Request to extract metadata fields in the self-hosted content extraction service

Hi,

I'm using the self-hosted content extraction service to be able to ingest office documents larger than 10 MBytes via the Elastic S3 connector, which we need for a client project.

I notice that only the document content is extracted into event field "body" and not metadata fields like "title", "description", "author", etc. When using the Elasticsearch Attachment processor instead, these field are extracted, but that method is limited to <=10 Mbytes documents.

Looking into the data-extraction-service docker container and into the connector code, I find that infact metadata is extracted (I tested that by running a local Apache Tika of the same 2.8.0 version), but the script /app/lua/tika-response-body.lua passes only the X-TIKA:content field to the client, where it is assigned to the "body" field by source.py, line 814.

It looks straightforward to include these metadata fields, like is done for the Elasticsearch/Attachment processor case. Is this planned within short?

Thanks,

Jan Stap

Hi @jan.stap

Thanks for your question!
The Data Extraction Service is still in beta, because we're still trying to gather feedback on how it should behave. On one hand, we want it to be feature rich, on another hand, we don't want to absorb the support burden of 100% of the Tika Server APIs and features. If you're a customer, I'd definitely ask you to work with Support to file an Enhancement Request so that we can capture your use case and plan for it. Alternatively, if you're interested, we can try to connect you directly with one of our product managers (in a less public thread, of course).

Hi Sean,

Thanks! For now we will use Apache Tika directly to ingest office documents into the Elastic Stack, but I'll file the enhancement request with Support, to help you guys plan on further dev on the Data Extraction Service.

Kind regards,
Jan

1 Like

Do note, if your office documents are under 100MB, you can use the Attachment Processor in an Elasticsearch Ingest Pipeline. It is able to return a lot more (if not all) metadata fields.

1 Like

Hi Sean,

Aha, thanks for the info! So you are saying (as I understand) that the 10MB limit is specific to the Elastic Connector?
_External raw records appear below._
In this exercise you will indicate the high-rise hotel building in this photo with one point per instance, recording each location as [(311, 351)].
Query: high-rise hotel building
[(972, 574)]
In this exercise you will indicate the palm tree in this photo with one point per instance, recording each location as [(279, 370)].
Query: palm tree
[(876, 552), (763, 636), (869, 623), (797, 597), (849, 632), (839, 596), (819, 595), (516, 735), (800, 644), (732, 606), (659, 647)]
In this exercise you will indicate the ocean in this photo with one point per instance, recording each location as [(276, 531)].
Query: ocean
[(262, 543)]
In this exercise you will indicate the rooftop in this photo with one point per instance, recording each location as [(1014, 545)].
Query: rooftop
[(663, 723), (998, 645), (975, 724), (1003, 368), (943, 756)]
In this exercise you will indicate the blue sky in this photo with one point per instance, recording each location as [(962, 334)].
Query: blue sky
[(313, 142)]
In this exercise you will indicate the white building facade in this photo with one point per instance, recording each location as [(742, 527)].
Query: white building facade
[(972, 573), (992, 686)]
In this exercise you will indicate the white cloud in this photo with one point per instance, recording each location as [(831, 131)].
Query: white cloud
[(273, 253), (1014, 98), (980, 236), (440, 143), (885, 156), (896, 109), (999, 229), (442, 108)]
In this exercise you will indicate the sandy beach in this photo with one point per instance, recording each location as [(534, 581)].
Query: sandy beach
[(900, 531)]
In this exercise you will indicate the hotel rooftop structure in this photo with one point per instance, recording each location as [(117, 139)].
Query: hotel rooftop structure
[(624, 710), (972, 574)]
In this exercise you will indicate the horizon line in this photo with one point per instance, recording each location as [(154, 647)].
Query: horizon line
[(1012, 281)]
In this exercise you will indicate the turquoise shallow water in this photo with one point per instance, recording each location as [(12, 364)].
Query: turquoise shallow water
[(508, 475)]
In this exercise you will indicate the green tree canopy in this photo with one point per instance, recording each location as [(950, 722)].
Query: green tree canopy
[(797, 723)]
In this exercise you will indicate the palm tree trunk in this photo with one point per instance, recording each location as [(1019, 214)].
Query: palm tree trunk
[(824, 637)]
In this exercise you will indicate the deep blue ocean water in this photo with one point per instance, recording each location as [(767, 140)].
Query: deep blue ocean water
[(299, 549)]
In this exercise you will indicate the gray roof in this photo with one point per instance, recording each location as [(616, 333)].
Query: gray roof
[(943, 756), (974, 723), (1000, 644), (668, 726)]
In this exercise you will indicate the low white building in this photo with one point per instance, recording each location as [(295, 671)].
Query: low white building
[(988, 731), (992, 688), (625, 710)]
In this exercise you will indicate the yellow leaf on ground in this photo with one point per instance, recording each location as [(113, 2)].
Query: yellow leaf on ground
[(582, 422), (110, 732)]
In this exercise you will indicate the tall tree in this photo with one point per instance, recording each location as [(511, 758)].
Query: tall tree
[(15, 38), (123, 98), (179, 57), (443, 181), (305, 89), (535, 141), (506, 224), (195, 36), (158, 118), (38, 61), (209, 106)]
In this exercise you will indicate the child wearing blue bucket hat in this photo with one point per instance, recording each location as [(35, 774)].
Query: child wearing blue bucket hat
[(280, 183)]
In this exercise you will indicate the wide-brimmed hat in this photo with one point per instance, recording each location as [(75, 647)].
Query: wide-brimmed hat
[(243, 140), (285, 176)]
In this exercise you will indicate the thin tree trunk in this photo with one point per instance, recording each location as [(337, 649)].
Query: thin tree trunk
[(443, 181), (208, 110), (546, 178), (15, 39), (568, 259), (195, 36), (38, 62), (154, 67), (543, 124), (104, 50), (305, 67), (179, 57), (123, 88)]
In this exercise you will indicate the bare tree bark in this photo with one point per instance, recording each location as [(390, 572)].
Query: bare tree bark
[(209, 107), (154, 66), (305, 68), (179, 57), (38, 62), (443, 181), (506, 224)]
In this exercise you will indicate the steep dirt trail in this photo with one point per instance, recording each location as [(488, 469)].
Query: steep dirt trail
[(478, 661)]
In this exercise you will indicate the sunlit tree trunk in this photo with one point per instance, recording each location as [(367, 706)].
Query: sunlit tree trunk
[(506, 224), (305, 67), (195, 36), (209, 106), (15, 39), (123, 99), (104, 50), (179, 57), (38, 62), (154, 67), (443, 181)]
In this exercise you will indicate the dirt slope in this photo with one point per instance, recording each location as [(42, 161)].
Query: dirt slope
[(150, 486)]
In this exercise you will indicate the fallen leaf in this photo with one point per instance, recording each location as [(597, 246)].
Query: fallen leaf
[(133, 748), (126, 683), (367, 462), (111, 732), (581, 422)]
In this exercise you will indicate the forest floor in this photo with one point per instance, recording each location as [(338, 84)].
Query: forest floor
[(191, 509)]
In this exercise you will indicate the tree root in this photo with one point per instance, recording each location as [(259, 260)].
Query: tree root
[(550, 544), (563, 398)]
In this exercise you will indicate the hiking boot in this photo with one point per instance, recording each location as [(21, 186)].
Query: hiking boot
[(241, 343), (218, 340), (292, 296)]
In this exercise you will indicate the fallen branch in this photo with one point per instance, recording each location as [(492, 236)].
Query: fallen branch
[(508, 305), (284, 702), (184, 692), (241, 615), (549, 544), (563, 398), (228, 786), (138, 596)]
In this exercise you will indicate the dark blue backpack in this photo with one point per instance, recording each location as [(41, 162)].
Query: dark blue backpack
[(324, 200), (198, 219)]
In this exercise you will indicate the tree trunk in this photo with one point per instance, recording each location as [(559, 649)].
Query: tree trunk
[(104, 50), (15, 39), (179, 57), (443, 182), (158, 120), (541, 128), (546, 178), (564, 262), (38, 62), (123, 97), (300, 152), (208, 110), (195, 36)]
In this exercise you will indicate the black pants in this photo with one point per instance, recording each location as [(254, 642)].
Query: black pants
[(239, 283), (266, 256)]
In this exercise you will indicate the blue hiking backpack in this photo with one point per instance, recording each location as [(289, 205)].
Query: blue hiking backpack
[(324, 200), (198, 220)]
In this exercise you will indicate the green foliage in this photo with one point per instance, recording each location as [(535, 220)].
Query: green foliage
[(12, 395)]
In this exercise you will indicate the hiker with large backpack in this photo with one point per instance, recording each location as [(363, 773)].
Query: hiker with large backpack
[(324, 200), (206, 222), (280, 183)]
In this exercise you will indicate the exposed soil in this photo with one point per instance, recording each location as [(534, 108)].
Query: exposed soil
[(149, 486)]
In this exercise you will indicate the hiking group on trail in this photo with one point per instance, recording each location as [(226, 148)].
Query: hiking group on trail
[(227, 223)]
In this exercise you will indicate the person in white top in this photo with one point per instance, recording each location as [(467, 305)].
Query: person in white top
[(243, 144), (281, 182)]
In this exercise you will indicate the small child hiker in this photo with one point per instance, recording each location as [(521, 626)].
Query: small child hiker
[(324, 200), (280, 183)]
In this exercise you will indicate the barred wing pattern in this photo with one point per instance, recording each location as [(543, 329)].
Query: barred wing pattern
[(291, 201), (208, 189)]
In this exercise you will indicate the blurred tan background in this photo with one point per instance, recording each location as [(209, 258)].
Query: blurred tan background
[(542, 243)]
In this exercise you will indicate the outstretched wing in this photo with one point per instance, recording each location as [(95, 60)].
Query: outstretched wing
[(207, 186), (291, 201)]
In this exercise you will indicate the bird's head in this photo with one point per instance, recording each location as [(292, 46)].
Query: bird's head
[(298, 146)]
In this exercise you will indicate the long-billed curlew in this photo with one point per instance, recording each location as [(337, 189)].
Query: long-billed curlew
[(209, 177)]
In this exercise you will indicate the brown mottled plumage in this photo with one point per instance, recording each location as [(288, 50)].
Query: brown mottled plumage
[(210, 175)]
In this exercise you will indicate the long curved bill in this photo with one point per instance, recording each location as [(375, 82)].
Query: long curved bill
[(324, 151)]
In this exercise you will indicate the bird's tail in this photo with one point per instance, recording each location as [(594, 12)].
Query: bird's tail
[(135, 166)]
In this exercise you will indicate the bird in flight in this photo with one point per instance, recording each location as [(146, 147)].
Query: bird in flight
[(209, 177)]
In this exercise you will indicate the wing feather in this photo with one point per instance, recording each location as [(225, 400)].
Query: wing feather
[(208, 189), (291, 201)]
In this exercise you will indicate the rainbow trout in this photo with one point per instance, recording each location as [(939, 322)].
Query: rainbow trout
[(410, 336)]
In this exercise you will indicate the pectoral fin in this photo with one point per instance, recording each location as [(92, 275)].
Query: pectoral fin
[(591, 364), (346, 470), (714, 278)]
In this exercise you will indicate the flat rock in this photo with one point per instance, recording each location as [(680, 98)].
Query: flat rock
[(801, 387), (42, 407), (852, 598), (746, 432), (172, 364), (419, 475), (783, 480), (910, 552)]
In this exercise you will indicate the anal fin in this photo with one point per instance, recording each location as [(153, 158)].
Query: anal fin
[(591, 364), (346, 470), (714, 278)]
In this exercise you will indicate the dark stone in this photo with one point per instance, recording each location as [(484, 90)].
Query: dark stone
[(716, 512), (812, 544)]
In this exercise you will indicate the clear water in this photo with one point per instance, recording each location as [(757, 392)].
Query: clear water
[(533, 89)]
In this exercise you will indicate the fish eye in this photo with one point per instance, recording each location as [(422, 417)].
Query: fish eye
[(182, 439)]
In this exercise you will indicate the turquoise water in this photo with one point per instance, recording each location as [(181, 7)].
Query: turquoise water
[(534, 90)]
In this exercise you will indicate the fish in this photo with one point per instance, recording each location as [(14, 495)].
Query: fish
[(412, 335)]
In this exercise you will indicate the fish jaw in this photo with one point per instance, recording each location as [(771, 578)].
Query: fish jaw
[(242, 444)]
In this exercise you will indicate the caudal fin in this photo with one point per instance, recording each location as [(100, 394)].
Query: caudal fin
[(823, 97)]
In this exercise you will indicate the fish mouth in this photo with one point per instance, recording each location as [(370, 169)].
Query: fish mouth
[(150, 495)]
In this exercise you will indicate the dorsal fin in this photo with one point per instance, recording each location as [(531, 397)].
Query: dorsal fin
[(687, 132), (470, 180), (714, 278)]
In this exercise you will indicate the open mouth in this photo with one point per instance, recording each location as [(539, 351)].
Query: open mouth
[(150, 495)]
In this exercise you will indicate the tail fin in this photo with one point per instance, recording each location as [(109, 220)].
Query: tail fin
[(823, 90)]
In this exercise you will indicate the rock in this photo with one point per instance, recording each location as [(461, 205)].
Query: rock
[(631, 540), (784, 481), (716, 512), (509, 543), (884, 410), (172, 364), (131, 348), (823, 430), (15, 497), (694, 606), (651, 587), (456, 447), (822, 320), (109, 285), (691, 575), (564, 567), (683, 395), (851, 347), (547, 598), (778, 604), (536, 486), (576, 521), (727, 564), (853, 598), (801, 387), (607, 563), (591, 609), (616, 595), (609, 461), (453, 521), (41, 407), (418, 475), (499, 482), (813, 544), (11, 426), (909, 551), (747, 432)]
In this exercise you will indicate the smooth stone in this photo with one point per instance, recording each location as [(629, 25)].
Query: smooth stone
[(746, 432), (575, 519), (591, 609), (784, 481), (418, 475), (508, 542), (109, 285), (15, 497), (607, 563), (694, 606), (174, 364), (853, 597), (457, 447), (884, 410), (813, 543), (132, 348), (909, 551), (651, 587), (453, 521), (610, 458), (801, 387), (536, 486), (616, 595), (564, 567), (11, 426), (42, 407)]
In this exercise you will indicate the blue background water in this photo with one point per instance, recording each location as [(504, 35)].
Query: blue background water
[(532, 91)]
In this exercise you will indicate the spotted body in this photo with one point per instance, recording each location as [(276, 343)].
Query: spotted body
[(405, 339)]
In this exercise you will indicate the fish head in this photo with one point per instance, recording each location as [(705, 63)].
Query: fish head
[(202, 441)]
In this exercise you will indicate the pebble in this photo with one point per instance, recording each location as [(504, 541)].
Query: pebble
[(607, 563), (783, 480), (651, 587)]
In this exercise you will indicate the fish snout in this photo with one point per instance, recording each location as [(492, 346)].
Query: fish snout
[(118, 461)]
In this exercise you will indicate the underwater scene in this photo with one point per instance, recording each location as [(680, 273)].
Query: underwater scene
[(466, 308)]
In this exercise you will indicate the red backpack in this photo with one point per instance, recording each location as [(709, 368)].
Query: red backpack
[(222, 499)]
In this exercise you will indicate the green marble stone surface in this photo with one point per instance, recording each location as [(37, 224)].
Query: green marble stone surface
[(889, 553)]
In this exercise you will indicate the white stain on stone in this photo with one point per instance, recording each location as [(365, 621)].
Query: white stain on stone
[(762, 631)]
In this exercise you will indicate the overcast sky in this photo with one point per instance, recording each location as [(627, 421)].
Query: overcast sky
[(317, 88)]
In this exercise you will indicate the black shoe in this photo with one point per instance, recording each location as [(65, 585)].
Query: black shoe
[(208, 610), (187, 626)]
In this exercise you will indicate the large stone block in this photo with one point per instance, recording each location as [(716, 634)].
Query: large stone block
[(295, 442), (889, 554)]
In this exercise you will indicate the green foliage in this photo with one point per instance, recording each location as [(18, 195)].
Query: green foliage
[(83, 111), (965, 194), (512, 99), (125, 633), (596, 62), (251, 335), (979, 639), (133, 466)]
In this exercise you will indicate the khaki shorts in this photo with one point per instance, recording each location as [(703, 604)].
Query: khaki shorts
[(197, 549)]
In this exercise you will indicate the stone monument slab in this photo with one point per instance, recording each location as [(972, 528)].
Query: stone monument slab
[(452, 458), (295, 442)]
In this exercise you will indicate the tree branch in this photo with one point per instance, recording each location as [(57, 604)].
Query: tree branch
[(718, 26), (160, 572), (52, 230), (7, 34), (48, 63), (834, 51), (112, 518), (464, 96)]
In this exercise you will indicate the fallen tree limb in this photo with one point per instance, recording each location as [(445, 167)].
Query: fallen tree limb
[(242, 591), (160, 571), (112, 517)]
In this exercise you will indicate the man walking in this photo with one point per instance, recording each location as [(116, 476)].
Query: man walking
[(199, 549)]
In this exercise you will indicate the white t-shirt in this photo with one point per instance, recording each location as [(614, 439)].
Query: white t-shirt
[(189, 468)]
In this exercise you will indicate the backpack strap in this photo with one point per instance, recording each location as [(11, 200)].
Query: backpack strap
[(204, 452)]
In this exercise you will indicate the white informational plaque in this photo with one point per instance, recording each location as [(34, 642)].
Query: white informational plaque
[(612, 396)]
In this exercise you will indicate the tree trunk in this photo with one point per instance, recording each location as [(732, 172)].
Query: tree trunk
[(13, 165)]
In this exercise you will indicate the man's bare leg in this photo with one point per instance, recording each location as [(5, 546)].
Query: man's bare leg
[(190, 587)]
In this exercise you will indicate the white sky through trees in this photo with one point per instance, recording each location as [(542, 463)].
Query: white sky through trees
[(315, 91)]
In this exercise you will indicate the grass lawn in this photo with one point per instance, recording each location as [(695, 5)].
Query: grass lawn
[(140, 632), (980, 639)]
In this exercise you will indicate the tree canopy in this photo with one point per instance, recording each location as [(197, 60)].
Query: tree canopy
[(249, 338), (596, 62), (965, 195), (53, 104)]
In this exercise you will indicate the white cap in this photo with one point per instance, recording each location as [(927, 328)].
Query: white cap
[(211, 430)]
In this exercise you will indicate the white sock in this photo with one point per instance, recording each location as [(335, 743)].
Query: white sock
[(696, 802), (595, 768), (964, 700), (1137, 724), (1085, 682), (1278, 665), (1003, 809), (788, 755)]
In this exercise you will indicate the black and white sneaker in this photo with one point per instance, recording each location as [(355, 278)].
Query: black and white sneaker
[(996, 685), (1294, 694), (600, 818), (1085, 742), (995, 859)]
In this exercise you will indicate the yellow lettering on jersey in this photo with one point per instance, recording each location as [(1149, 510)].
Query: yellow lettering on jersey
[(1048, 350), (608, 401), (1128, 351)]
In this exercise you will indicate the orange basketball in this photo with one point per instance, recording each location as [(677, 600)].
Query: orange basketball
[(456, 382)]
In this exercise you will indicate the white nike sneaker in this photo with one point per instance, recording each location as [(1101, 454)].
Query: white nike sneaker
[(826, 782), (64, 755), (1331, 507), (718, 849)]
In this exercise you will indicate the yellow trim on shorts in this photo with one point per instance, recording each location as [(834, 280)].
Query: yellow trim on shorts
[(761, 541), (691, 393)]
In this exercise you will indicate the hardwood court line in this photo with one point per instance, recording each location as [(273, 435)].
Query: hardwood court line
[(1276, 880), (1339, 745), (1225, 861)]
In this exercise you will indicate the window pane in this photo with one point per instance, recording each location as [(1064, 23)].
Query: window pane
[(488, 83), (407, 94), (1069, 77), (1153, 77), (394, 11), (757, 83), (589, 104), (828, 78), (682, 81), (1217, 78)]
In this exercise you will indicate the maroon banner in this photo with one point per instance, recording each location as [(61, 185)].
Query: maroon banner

We do have some documents over 100 MB though. For the <=10MB case we already created an @custom pipeline on the search index, fetching the metadata fields from the Attachment processor output. The default pipeline only passes the .content field of the result.

Thanks,
Jan

@jan.stap yes, the 10mb is/was a limit that's hardcoded in the connector codebase. In its most recent branches, this has been made configurable. The 10mb limit was a legacy holdover that didn't really have a valid justification anymore. If you're on an older branch, feel free to fork the repo and just modify this constant to increase the limit up to ~100MB: connectors/connectors/source.py at 8.12 · elastic/connectors · GitHub

We do have some documents over 100 MB though

The big fish always do. :slight_smile: This is where Tika or the Data Extraction Service shine, because the 100MB limit comes from Elasticsearch's http.max_content_length default value, which we strongly recommend you not change. This limits payload size in Elasticsearch requests, so the Attachment Processor can't receive documents larger than this. So you'd need to choose to either drop such files (often, files this large only negatively impact search relevance anyway), or use a tool that lets you extract content on the edge before sending it to Elasticsearch.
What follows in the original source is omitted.